The main purpose of the start_kernel
to finish kernel initialization process and launch the first init
process. Before the first process will be started, the start_kernel
must do many things such as: to enable lock validator, to initialize processor id, to enable early cgroups subsystem, to setup per-cpu areas, to initialize different caches in vfs, to initialize memory manager, rcu, vmalloc, scheduler, IRQs, ACPI and many many more. Only after these steps will we see the launch of the first init
process in the last part of this chapter. So much kernel code awaits us, let’s start.
NOTE: All parts from this big chapter Linux Kernel initialization process
will not cover anything about debugging. There will be a separate chapter about kernel debugging tips.
A little about function attributes
As I wrote above, the start_kernel
function is defined in the init/main.c. This function defined with the __init
attribute and as you already may know from other parts, all functions which are defined with this attribute are necessary during kernel initialization.

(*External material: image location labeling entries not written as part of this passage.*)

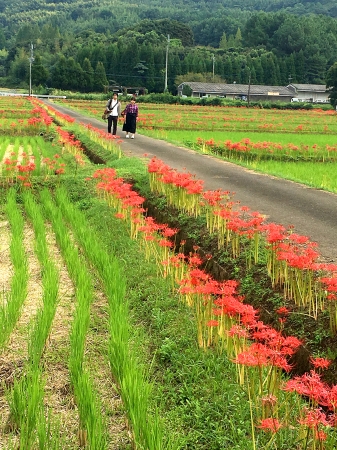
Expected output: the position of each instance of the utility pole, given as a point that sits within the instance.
(166, 66)
(213, 61)
(31, 60)
(249, 82)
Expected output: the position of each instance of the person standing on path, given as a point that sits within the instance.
(114, 107)
(131, 114)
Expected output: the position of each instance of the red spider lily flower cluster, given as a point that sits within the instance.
(181, 189)
(20, 167)
(248, 150)
(260, 352)
(54, 166)
(71, 144)
(292, 260)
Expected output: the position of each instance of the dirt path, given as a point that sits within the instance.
(312, 212)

#define __init __section(.init.text) __cold notrace
After the initialization process have finished, the kernel will release these sections with a call to the free_initmem
function. Note also that __init
is defined with two attributes: __cold
and notrace
. The purpose of the first cold
attribute is to mark that the function is rarely used and the compiler must optimize this function for size. The second notrace
is defined as:
#define notrace __attribute__((no_instrument_function))

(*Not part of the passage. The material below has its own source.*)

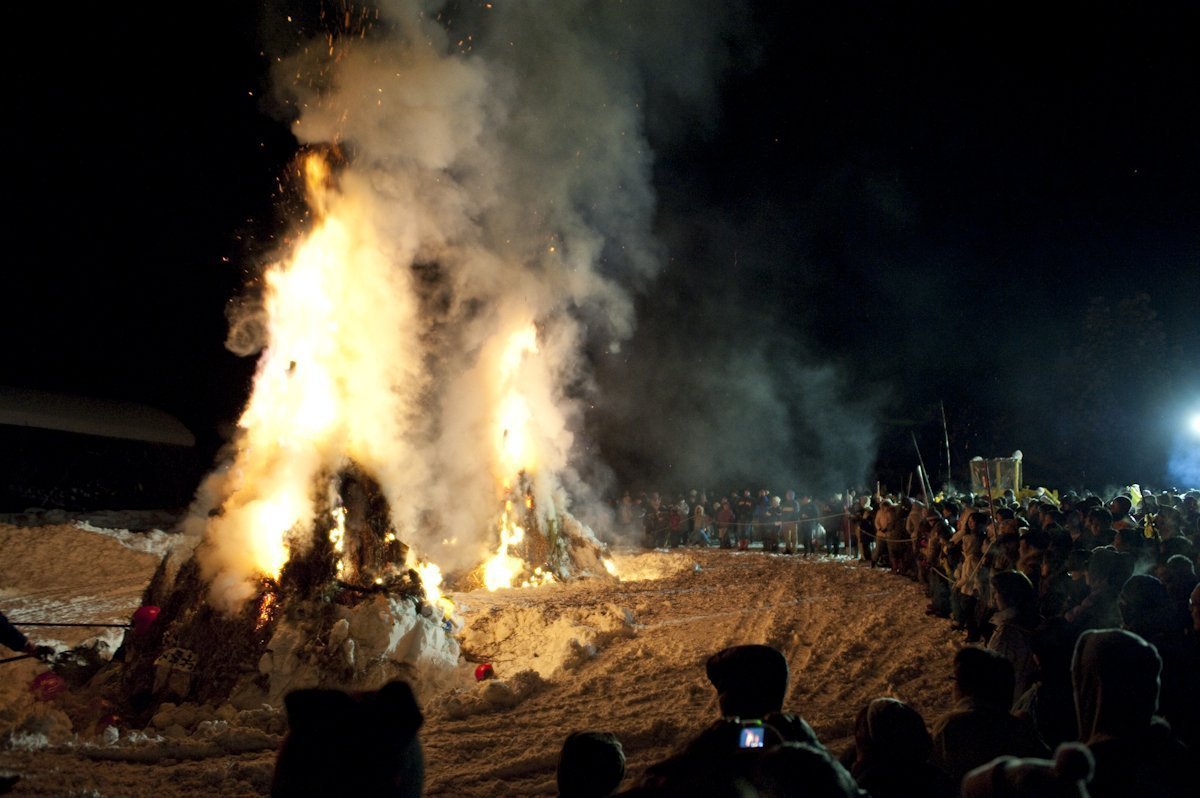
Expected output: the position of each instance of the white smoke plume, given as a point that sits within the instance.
(499, 180)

where no_instrument_function
says to the compiler not to generate profiling function calls.
In the definition of the start_kernel
function, you can also see the __visible
attribute which expands to the:
#define __visible __attribute__((externally_visible))
where externally_visible
tells to the compiler that something uses this function or variable, to prevent marking this function/variable as unusable
. You can find the definition of this and other macro attributes in include/linux/init.h.
First steps in the start_kernel
At the beginning of the start_kernel
you can see the definition of these two variables:
char *command_line;
char *after_dashes;
The first represents a pointer to the kernel command line and the second will contain the result of the parse_args
function which parses an input string with parameters in the form name=value
, looking for specific keywords and invoking the right handlers. We will not go into the details related with these two variables at this time, but will see it in the next parts. In the next step we can see a call to the set_task_stack_end_magic
function. This function takes address of the init_task
and sets STACK_END_MAGIC
(0x57AC6E9D
) as canary for it. init_task
represents the initial task structure:
struct task_struct init_task = INIT_TASK(init_task);
where task_struct
stores all the information about a process. I will not explain this structure in this book because it’s very big. You can find its definition in include/linux/sched.h. At this moment task_struct
contains more than 100
fields! Although you will not see the explanation of the task_struct
in this book, we will use it very often since it is the fundamental structure which describes the process
in the Linux kernel. I will describe the meaning of the fields of this structure as we meet them in practice.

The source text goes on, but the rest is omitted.